Hal ini terbukti dengan banyaknya nelayan Indonesia yang melanggar wilayah
perikanan Palau. Permasalahan ini timbul karena jarak antara Palau dengan
Wilayah Indonesia kurang dari 400 mil sehingga ada daerah yang overlapping
untuk ZEE dan Landas Kontinen. Perundingan perbatasan kedua negara terakhir
dilaksanakan pada 29 Februari - 1 Maret 2012 di Manila (perundingan ke-3).
RI – Papua New Guinea
Perbatasan Indonesia dengan Papua New Guinea telah ditetapkan
sejak 22 Mei 1885, yaitu pada meridian 141 bujur timur, dari pantai utara
sampai selatan Papua. Perjanjian itu dilanjutkan antara Belanda-Ing-gris pada
tahun 1895 dan antara Indonesia-Papua New Guinea pada tahun 1973, ditetapkan
bahwa perbatasan dimulai dari pantai utara sampai dengan Sungai Fly pada
meridian 141° 00’ 00” bujur timur, mengikuti Sungai Fly dan batas tersebut
berlanjut pada meridian 141° 01’ 10” bujur timur sampai pantai selatan Papua.
Permasalahan yang timbul telah dapat diatasi yaitu pelintas batas,
penegasan garis batas dan lainnya, melalui pertemuan rutin antara delegasi
kedua negara.

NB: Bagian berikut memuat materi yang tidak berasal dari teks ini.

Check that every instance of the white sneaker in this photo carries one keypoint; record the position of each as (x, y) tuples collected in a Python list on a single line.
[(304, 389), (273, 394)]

Masalah yang perlu diselesaikan adalah batas ZEE sebagai
kelanjutan dari batas darat.
RI – Australia
Perjanjian Batas Landas Kontinen antara Indonesia-Australia yang
dibuat pada 9 Oktober 1972 tidak mencakup gap sepanjang 130 mil di selatan
Timor Leste. Perbatasan Landas Kontinen dan ZEE yang lain, yaitu menyangkut
Pulau Ashmore dan Cartier serta Pulau Christmas telah disepakati dan telah
ditandatangani oleh kedua negara pada tanggal 14 Maret 1997, sehingga praktis
tidak ada masalah lagi. Mengenai batas maritim antara Indonesia – Australia
telah dicapai kesepakatan yang ditandatangani pada 1969, 1972 dan terakhir
1997.
RI – Timor Leste
Perundingan batas maritim antara Indonesia dan Timor Leste belum
pernah dilakukan, karena Indonesia menghendaki penyelesaian batas darat
terlebih dahulu baru dilakukan perundingan batas maritim. Dengan belum
selesainya batas maritim kedua negara maka diperlukan langkah-langkah
terpadu untuk segera mengadakan pertemuan guna membahas masalah perbatasan
maritim kedua negara.
KESIMPULAN:
Permasalahan yang akan sulit
disepakati adalah adanya kantong (enclave) Oekusi
di Timor Barat. Selain itu juga adanya entry/exit point Alur Laut Kepulauan
Indonesia III A dan III B tepat di utara wilayah Timor Leste.